In conclusion, it was an extremely close game. The loyalists won 2-1 in the end, but only after being behind 2-0 at the end of turn six. The most effective units on each side were probably the loyalist’s Crusader, which survived the entire game playing a key role in the capture of two objectives, and Chaos’s Obliterators, who from turn one proved to be a menace and slowed any hopes of a swift loyalist advance and victory.

It was an enjoyable game, and showed the nail-biting tension a decent game of Warhammer 40k can bring. I find it a shame that the Sheriff is intent upon changing this great ruleset for something else in the next edition, probably to the benefit of no-one except shareholders. It just makes me hope that rather than going for codex creep, GW can actually concentrate on gameplay, good models, good balance and good fun rather than the need to release ever more all-conquering all-powerful armies. It is an interesting coincidence that this game was played on the day that Warpath released. If all games of 40k were this fun then Warpath wouldn’t stand a cat’s chance at a cacodaemon’s barbeque of being successful.
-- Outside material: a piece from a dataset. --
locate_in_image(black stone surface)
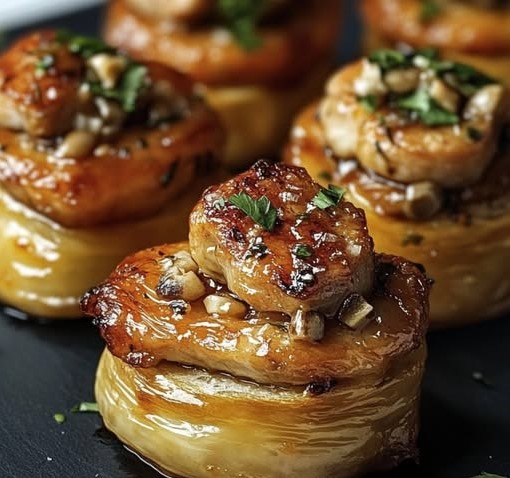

In The Grim Darkness Of The Future There Is Only Xbox


When it comes to flogging successful product lines the Sheriff seems to always do pretty well in the video game market. Well games based on their intellectual properties at least; I don’t think there’s a snotling computer lab somewhere in Nottingham churning out software.

Little plastic men? Pffft… digital bloodshed is where the real money’s at nowadays. Make a nice little shooty pew pew game and the fans will come flocking to the stores to pick up battalion boxsets. Unfortunately, personal experience shows that that might not happen.

Space Marine, the Xbox 360 game has been hotly anticipated by the more mobile-thumbed of the crew for quite some time. Was it worth the wait? Hell yes! Step into the almighty blue armour of Captain Titus and slaughter your way across a planet in what I describe as one of the most violent video games I’ve ever seen. Gone are the wussy auto health regenerations of the COD generation, here is a game which forces you to physically pull limbs off, eviscerate and decapitate your opponents in sprays of violent gore in order to keep going. All in very good looking, suitably gothic and appropriate surrounds.

Are there any downsides? Well of course. The usual bunch of twelve year old Russians will still own you in competitive multiplayer, but rumour has it that soon cooperative multiplayer will be available. Flufftards are also going to hate it because its about the blue GW poster boys, rather some more deserving chapter, and the main character Captain Titus isn’t actually listed in the Ultramarines order of battle. Personally I wouldn’t have cared if it were about Captain Flower Applejack of the Rainbow Warriors.

Anyway, if you want a real review rather than my random thoughts go check a real review site. I certainly like this game.

Will it influence sales of little plastic men? Well since getting this game I haven’t touched a single figure!